After almost two years of ups, downs and more than a little bit of drama, could it be one big happy family at Christian Dior now, with Raf Simons sitting at the head of the table?

If it is, credit probably goes to his happy roots in Belgium, where the 44-year-old, an only child, was surrounded by a large extended family.

He gave his first big interview since joining Dior to Vogue, and it appears in the December issue, on newsstands later this week.

Simons said his childhood encouraged a sense of community and he wanted to replicate that in his new surroundings.

"I am superproud of my parents - my mother was a cleaning lady, and my father was a night watchman in the army," said Simons. "And now I stand in this world, and yeah, it's a bourgeois environment, in a house that's seen in France as the most important position in fashion, along with Chanel. But I don't care about that. What I find amazing is that it's a beautiful house where I can make clothes to make women happy. I was raised in a very happy nest by very happy people, and I like to think that those are enough ingredients to make me succeed at Dior."

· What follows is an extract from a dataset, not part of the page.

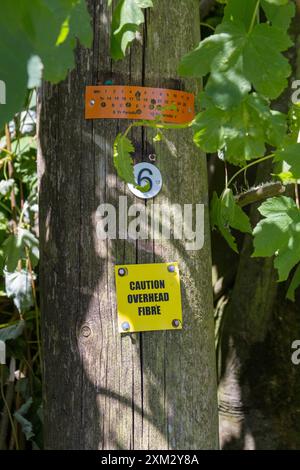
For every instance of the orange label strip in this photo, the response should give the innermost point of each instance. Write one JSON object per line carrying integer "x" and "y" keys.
{"x": 134, "y": 102}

It certainly seems a different mindset than Simons' predecessor, John Galliano, had when he was fired after a video surfaced of him making anti-Semitic remarks.

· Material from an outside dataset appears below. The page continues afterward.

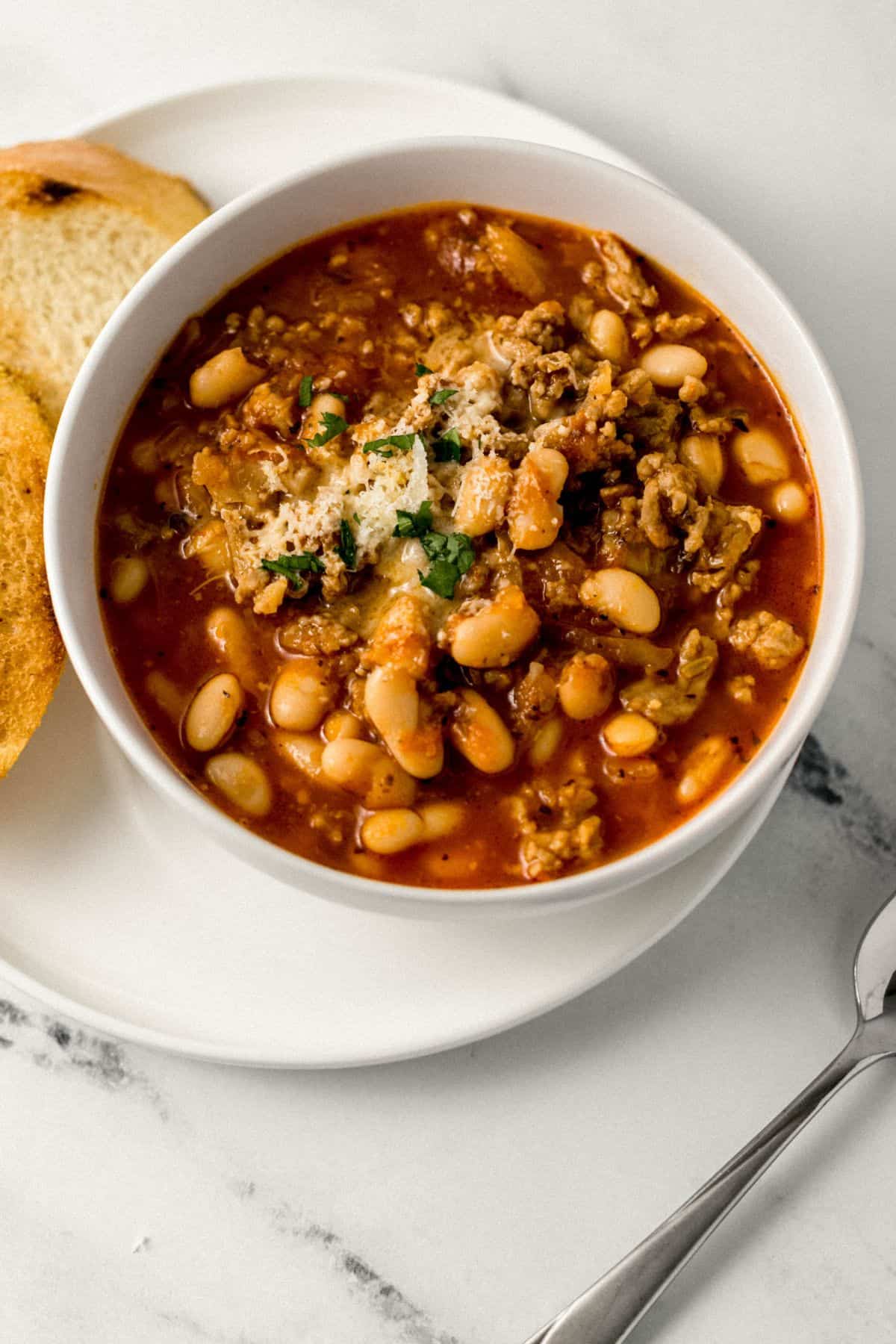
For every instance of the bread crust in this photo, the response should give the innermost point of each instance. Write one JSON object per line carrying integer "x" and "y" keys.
{"x": 47, "y": 174}
{"x": 31, "y": 650}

The interview process for the top designer spot at Christian Dior wasn't perfunctory, not even with Simons' impeccable reputation, coming from Jil Sander. He had to meet every single employee before parent company LVMH Moet Hennessey Louis Vuitton went public with his appointment last spring.

Many of the longtime workers saw hints of Christian Dior himself in Simons, but the designer told Vogue he wanted to honour the traditions and style that made the house so famous but also to give purpose to the future. He wanted to help pull the Dior woman from the crowd, he said.

"They weren't used to a personality like mine," Simons told Vogue, "to someone who was so direct and communicative.

"It's my nature to go to a place and make it comfortable for everyone, to create a sense of togetherness. I wanted to make clear to everybody, and not just in the company, that ... not in an aggressive way, but in a very sweet way ... I had taken control of the situation."